Une géographie immobilière contrastée : du Nord au Centre niçois
Les cinq arrondissements de Nice reflètent une hiérarchie claire des valeurs. Nice Ouest (Bellet, Saint-Augustin, Las Planas) demeure l’entrée de gamme pour les familles locales, avec des prix compris entre 3 800 et 4 800 euros le mètre carré. Nice Est (Riquier, Port, Magnan), secteur en redynamisation avec résidences neuves, se situe entre 4 500 et 6 500 euros. Nice Nord (Saint-Maurice, l’Ariane) reste le segment des primo-accédants et du marché locatif, avec des tarifs de 2 800 à 3 600 euros le mètre carré.
Sur le segment des maisons individuelles, les villas de Cimiez, Mont Boron, Fabron et Saint-Sylvestre affichent des prix moyens entre 6 500 et 8 200 euros le mètre carré habitable. Les propriétés haut de gamme dotées de vues panoramiques sur mer dépassent régulièrement 15 000 euros le mètre carré. La baisse annuelle de 1,24 % concerne principalement des biens nécessitant des travaux importants ou situés en zones moins accessibles.
L’effet Grand Prix Monaco : une demande indirecte mais réelle
À trois semaines de l’événement monégasque, la pression haussière se manifeste dans les communes frontalières. Cap d’Ail, Beausoleil et Roquebrune-Cap-Martin enregistrent une activité accrue d’investisseurs et de gestionnaires immobiliers touristiques préparant la saison estivale. Nice, distante de seulement 25 minutes de Monaco-Monte-Carlo par train (10 minutes pour Beausoleil), en tire profit indirectement. La ville devient refuge pour les acheteurs déçus par les prix monégasques, tout en captant une nouvelle clientèle de vacanciers et d’investisseurs découvrant la région à l’occasion du Grand Prix.
Les locations courte durée, type Airbnb, connaissent un regain d’intérêt avant juin 2026, bien que la réglementation municipale niçoise encadre strictement ces activités à 120 jours par an pour les résidences principales.
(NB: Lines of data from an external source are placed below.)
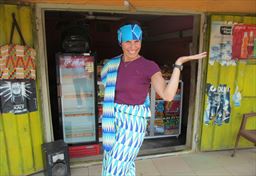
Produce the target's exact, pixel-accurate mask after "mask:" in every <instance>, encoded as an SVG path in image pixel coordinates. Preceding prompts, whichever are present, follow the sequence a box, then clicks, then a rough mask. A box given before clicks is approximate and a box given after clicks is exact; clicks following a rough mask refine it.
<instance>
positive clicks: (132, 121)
mask: <svg viewBox="0 0 256 176" xmlns="http://www.w3.org/2000/svg"><path fill="white" fill-rule="evenodd" d="M114 111H115V112H114V116H115V119H114V123H115V128H116V133H115V142H114V145H113V147H112V150H111V151H104V156H103V165H102V176H135V174H136V171H135V162H134V161H135V158H136V156H137V155H138V153H139V149H140V147H141V145H142V142H143V140H144V136H145V131H146V127H147V117H150V116H151V113H150V108H149V106H145V105H144V104H143V105H121V104H117V103H115V104H114Z"/></svg>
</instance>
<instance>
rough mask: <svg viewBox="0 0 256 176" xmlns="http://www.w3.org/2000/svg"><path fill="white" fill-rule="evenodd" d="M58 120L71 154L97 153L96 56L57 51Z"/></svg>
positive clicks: (56, 56) (63, 134)
mask: <svg viewBox="0 0 256 176" xmlns="http://www.w3.org/2000/svg"><path fill="white" fill-rule="evenodd" d="M56 63H57V89H58V106H59V107H58V109H59V118H60V119H59V121H60V122H61V123H60V125H61V129H62V133H63V140H64V142H65V143H67V144H68V146H69V147H68V148H69V155H70V157H71V158H72V157H83V156H87V155H96V154H99V144H98V133H97V129H98V123H97V122H98V117H97V109H96V107H97V106H96V103H97V97H96V95H97V93H96V91H97V89H96V83H97V80H96V78H97V77H96V73H95V70H96V69H95V57H94V56H92V55H90V53H58V54H57V55H56Z"/></svg>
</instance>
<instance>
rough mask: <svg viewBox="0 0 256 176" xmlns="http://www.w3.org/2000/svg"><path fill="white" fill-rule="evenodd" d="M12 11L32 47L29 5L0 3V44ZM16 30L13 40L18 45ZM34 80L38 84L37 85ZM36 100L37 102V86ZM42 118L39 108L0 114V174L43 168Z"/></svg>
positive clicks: (16, 32)
mask: <svg viewBox="0 0 256 176" xmlns="http://www.w3.org/2000/svg"><path fill="white" fill-rule="evenodd" d="M12 12H14V13H15V14H16V19H17V21H18V23H19V24H20V28H21V31H22V34H23V37H24V39H25V41H26V43H27V44H28V45H29V46H31V47H33V24H32V11H31V8H30V7H29V6H16V5H3V4H1V5H0V24H1V25H0V45H5V44H8V43H9V38H10V30H11V24H12V16H11V14H12ZM20 42H21V40H20V37H19V36H18V33H17V30H16V29H15V33H14V38H13V43H17V44H21V43H20ZM38 83H39V81H38V80H37V87H39V84H38ZM37 100H38V102H40V96H39V89H37ZM42 129H43V128H42V119H41V113H40V108H39V107H38V111H36V112H31V113H26V114H20V115H14V114H11V113H5V114H0V148H1V150H0V175H1V176H2V175H27V174H31V173H34V172H36V171H39V170H42V168H43V162H42V153H41V144H42V143H43V132H42Z"/></svg>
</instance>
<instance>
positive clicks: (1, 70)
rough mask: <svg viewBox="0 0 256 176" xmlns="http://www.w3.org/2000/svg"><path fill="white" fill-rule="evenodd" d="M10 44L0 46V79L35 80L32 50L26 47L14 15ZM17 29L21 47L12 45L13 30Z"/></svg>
mask: <svg viewBox="0 0 256 176" xmlns="http://www.w3.org/2000/svg"><path fill="white" fill-rule="evenodd" d="M12 17H13V23H12V28H11V36H10V44H7V45H4V46H0V79H33V80H35V79H36V73H35V68H36V64H35V57H36V52H35V50H34V49H33V48H31V47H29V46H28V45H26V42H25V40H24V38H23V35H22V33H21V30H20V28H19V25H18V23H17V21H16V18H15V14H14V13H13V14H12ZM15 27H16V29H17V31H18V34H19V36H20V38H21V42H22V45H17V44H13V43H12V39H13V34H14V29H15Z"/></svg>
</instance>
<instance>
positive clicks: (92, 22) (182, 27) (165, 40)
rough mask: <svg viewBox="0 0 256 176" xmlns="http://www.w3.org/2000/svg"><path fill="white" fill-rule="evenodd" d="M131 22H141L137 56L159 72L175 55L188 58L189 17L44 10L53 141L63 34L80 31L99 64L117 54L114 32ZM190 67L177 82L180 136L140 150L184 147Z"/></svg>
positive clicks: (151, 142)
mask: <svg viewBox="0 0 256 176" xmlns="http://www.w3.org/2000/svg"><path fill="white" fill-rule="evenodd" d="M127 19H133V20H137V21H139V22H140V23H141V26H142V29H143V42H142V50H141V55H143V56H144V57H145V58H147V59H150V60H154V61H155V62H156V63H158V64H159V66H160V68H162V69H163V70H168V71H171V70H172V68H171V65H172V64H173V63H174V62H175V60H176V58H178V57H179V56H184V55H189V51H190V50H189V46H190V43H192V37H193V34H192V31H193V20H194V17H193V16H173V15H172V16H170V15H146V14H136V15H130V14H120V13H99V12H65V11H46V13H45V30H46V45H47V62H48V77H49V88H50V101H51V114H52V120H53V121H52V123H53V129H54V138H55V140H57V139H62V138H63V136H62V129H61V125H60V124H61V122H60V120H59V115H58V112H59V110H58V106H56V105H57V104H58V101H57V86H56V62H55V54H56V53H58V52H62V50H63V49H62V39H63V36H62V35H63V33H64V32H65V31H67V29H68V28H70V27H72V26H80V27H81V28H84V29H85V31H86V33H88V35H87V36H89V39H90V51H91V53H92V54H94V55H95V56H96V58H97V63H98V64H100V63H102V62H103V60H104V59H108V58H112V57H113V56H116V55H119V54H120V53H121V48H120V46H119V45H118V42H117V35H116V31H117V28H118V26H119V25H120V23H121V22H122V21H123V20H127ZM190 76H191V75H190V64H185V65H184V69H183V71H182V75H181V79H182V80H183V81H184V94H183V107H182V110H183V111H182V114H183V115H182V127H181V135H180V136H179V137H178V138H176V137H169V138H160V139H147V140H145V141H144V143H143V146H142V150H143V149H150V148H157V147H170V146H177V145H184V144H185V142H186V129H187V118H188V107H189V105H188V102H189V93H190V90H189V88H190V84H191V82H190V81H191V79H190V78H191V77H190Z"/></svg>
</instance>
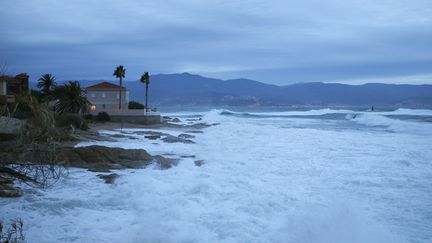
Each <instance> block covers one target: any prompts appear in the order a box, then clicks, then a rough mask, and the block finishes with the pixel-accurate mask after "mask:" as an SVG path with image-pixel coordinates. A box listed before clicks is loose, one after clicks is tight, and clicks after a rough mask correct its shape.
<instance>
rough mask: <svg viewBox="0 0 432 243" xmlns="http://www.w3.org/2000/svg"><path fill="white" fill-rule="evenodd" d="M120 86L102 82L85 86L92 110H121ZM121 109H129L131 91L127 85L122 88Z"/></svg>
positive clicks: (124, 109)
mask: <svg viewBox="0 0 432 243" xmlns="http://www.w3.org/2000/svg"><path fill="white" fill-rule="evenodd" d="M119 90H120V86H119V85H116V84H113V83H110V82H101V83H98V84H95V85H92V86H89V87H87V88H85V91H86V95H87V99H88V101H89V102H90V103H91V106H90V112H91V113H96V114H97V113H98V112H102V111H104V112H107V113H108V114H112V113H113V112H117V111H119V110H120V109H119V99H120V92H119ZM121 99H122V101H121V110H127V109H128V104H129V91H127V89H126V88H125V87H122V88H121Z"/></svg>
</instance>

Les loyers annuels progressent modestement de 0,8 % sur 12 mois, pour atteindre 18,5 euros le mètre carré en moyenne.
Programmes neufs et attentes pour le second semestre 2026
L’offre neuve s’est concentrée sur trois zones stratégiques : Saint-Roch (éco-quartier en développement), Nice Meridia (technopole urbaine accueillant l’Université Côte d’Azur) et le secteur des Arenas (proximité aéroport, sièges sociaux régionaux). Les prix de programmes neufs oscillent entre 6 500 et 9 800 euros le mètre carré selon la localisation, avec un budget moyen pour un T3 compris entre 380 000 et 580 000 euros.
Les professionnels de l’immobilier niçois anticipent une légère reprise des volumes de transactions au second semestre 2026, soutenue par la stabilité monétaire de la BCE et les effets d’entraînement des grands événements estivaux : Festival de Cannes (79e édition), retombées du Grand Prix Monaco, et Monaco Yacht Show en septembre. Les prix devraient rester globalement stables jusqu’à la fin de l’année.
Un marché régional qui résiste par sa diversité internationale
Pour la Côte d’Azur et ses acteurs économiques, cette stabilité niçoise représente un atout majeur. Alors que le marché français affiche des signes de fatigue, Nice démontre la résilience d’un marché porté par une demande internationale structurelle, une offre résidentielle diversifiée et des événements de prestige planifiés tout au long de l’année. Les professionnels du conseil immobilier et de la gestion patrimoniale régionale peuvent compter sur une base de marché solide pour anticiper la haute saison estivale.